Abstract:
In this project I had developed a system based on machine learning that helps to detect a
Heart, Kidney and Liver disease of a person. The idea for this project is derived from IEEE
papers. The papers suggest Random Forest Classifier for developing such a system. I also
referred another IEEE paper which uses Machine Learning to deal with this. Random forest
is a Supervised Machine Learning Algorithm that is used widely in Classification and
Regression problems. It builds decision trees on different samples and takes their majority
vote for classification and average in case of regression. One of the most important features of
the Random Forest Algorithm is that it can handle the data set containing continuous
variables as in the case of regression and categorical variables as in the case of classification.
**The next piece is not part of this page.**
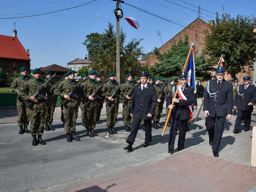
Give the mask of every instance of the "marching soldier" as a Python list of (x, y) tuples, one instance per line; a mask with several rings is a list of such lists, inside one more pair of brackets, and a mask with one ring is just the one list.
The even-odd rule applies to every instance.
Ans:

It performs better results for classification problems.
The aim is to develop an application that will detect heart, kidney and liver diseases. In the project,
we have to detect whether a person has heart disease or not. Then if the person has heart
disease, we provide necessary recommendations. Also, we have to predict whether a person
has kidney disease or not. Then if the person has Kidney disease, we provide necessary
recommendations. Diet recommendation for patient will be given according to potassium
zone which is calculated using blood potassium level to slow down the progression of CKD. There
are 3 zones that are defined for kidney disease patients. They are safe zone, caution zone and
Danger zone. Similar case in liver diseases prediction. We have to detect whether a person has
liver disease or not. If the person has liver disease, necessary recommendations are provided.